By ending once-routine USA presidential waivers of provisions in the 1996 Helms-Burton Act, Cuban exiles will be allowed to sue both private firms and the Havana government for profiting from properties nationalised after Fidel Castro's 1959 communist revolution.
"The EU is ready to protect European interests including European investments and the economic activities of EU individual and entities in their relations with Cuba, " he added.
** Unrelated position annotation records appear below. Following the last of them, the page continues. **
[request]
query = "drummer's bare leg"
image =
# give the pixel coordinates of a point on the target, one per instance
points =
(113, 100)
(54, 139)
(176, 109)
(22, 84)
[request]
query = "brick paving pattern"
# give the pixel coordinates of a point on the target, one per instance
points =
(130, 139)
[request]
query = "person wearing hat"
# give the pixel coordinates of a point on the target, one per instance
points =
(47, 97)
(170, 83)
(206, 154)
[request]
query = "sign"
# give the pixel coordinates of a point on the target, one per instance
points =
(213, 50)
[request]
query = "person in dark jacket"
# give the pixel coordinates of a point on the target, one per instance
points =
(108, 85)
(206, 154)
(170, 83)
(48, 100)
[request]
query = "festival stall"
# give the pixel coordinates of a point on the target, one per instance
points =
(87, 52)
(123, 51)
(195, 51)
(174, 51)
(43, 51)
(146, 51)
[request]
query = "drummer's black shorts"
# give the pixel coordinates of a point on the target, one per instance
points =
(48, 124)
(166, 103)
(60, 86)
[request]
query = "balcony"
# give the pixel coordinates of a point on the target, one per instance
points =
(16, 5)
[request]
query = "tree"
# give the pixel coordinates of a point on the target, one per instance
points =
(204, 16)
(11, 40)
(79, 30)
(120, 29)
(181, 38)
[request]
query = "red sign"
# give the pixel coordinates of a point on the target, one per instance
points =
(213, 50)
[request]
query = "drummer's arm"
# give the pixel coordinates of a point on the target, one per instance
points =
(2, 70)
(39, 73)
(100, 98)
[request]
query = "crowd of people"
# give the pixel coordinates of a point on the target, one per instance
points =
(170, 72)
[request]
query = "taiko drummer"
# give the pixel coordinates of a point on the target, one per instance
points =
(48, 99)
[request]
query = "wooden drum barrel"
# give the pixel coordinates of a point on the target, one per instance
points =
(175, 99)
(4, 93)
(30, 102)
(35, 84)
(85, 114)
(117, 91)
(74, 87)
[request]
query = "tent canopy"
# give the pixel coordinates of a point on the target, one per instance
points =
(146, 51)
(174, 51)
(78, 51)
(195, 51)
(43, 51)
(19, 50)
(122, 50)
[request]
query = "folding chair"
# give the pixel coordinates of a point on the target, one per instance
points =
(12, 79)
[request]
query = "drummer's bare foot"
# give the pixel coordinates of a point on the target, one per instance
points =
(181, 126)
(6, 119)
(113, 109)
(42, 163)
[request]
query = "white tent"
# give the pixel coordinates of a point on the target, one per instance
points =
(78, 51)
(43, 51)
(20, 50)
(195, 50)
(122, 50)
The lawsuits were originally authorized under a 1996 law known as Cuban Liberty and Democratic Solidarity Act, but Presidents Bill Clinton, George W. Bush, and Obama had extended six-month waivers for 23 years because the lawsuits were seen as disruptive, likely ineffective, and particularly damaging to USA allies in Europe.
Thus, EU courts could allow European firms to claim any losses caused by the lawsuits over Cuba, as the 50 largest potential claimants, representing more than 70 percent of the value of claims, have assets on the EU territory.
National Security Adviser John Bolton is expected to announce further penalties against Cuba during an address to the Bay of Pigs Veterans Association in Miami to mark the 58th anniversary of the failed effort to topple Fidel Castro's government.
"Before they try to euphorically ride a wave of wickedness and lies, they should take a dose of reality".
Bolton "will announce the enforcement of Title III of the Helms-Burton Act", a United States official said.
The 1996 act gave Americans the right to sue the mostly European companies. "For 60 years the only thing that's resulted from the embargo is the suffering of the Cuban people".
When the US law came went into force in 1996, then-president Bill Clinton postponed the implementation of Title III; until now, every subsequent president has followed suit, renewing the exemption every six months. Cuba has said it is willing to reimburse the owners of confiscated properties, but only if the communist government is also reimbursed for billions of dollars in damages generated by the six-decade USA trade embargo.
The announcement also comes at a moment of severe economic weakness for Cuba, which is struggling to find enough cash to import basic food and other supplies following a drop in aid from Venezuela and a string of bad years in other key economic sectors. "It will not cause people who are invested in Cuba already to pull out now", said Phil Peters, director of the Arlington, Virginia-based Cuba Research Center, who advocated for closer relations with Cuba and has consulted for USA companies looking to invest.
The U.S. official said the administration also plans to start enforcing the section of the act that allows the U.S.to deny entry visas to Cubans and citizens of other countries involved in trafficking in the confiscated property.